Options Trading News

February 21, 2013  Thu 5:14 AM CT

A trader jumped into an enormous number of out-of-the-money calls in gold miners right before the session closed yesterday.

optionMONSTER's Heat Seeker system shows that the three largest option prints of the day came in the final 3 minutes of trade in three names. A trader bought 250,000 January 90 calls in Barrick Gold for their ask price of $0.07. A minute later, he or she bought 156,312 January 80 calls in Goldcorp for the ask price of $0.10. And a minute after that, the same trader purchased 200,000 January 90 calls in Newmont Mining for their ask price $0.10.

The open interest at each of strike was under 5,000 contracts, so these are clearly new purchases. The delta of these options was 0.01 in all three, meaning that they have a 1 percent probability or less of finishing in the money at expiration in about 11 months.
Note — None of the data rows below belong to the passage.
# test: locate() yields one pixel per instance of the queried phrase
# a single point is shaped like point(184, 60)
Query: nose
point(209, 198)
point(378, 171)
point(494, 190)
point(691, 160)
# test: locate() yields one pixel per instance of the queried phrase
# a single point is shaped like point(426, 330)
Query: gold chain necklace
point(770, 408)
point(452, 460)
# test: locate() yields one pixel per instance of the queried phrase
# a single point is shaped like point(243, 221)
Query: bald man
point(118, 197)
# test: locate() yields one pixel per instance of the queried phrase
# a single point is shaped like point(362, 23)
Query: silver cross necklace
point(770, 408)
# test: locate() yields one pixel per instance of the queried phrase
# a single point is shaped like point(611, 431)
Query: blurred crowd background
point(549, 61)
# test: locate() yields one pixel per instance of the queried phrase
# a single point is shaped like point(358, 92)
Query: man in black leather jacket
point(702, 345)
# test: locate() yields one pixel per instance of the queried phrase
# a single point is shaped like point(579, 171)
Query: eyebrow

So these are relatively cheap bets on these stocks, but the total cost of the long calls is more than $5.3 million--no small change, especially given the very small probability of profit. (See our Education section)

Shares of all three names fell sharply yesterday, with ABX and GG down just under 4 percent and NEM down 5.45 percent. ABX and NEM hit new 52-week lows, while GG was just above July levels. The all-time highs for these stocks came in the fourth quarter of 2011, with ABX and GG around $56 while NEM was just over $72.

It would be a vast understatement to call this an unusual option trade. I have never seen anything like it.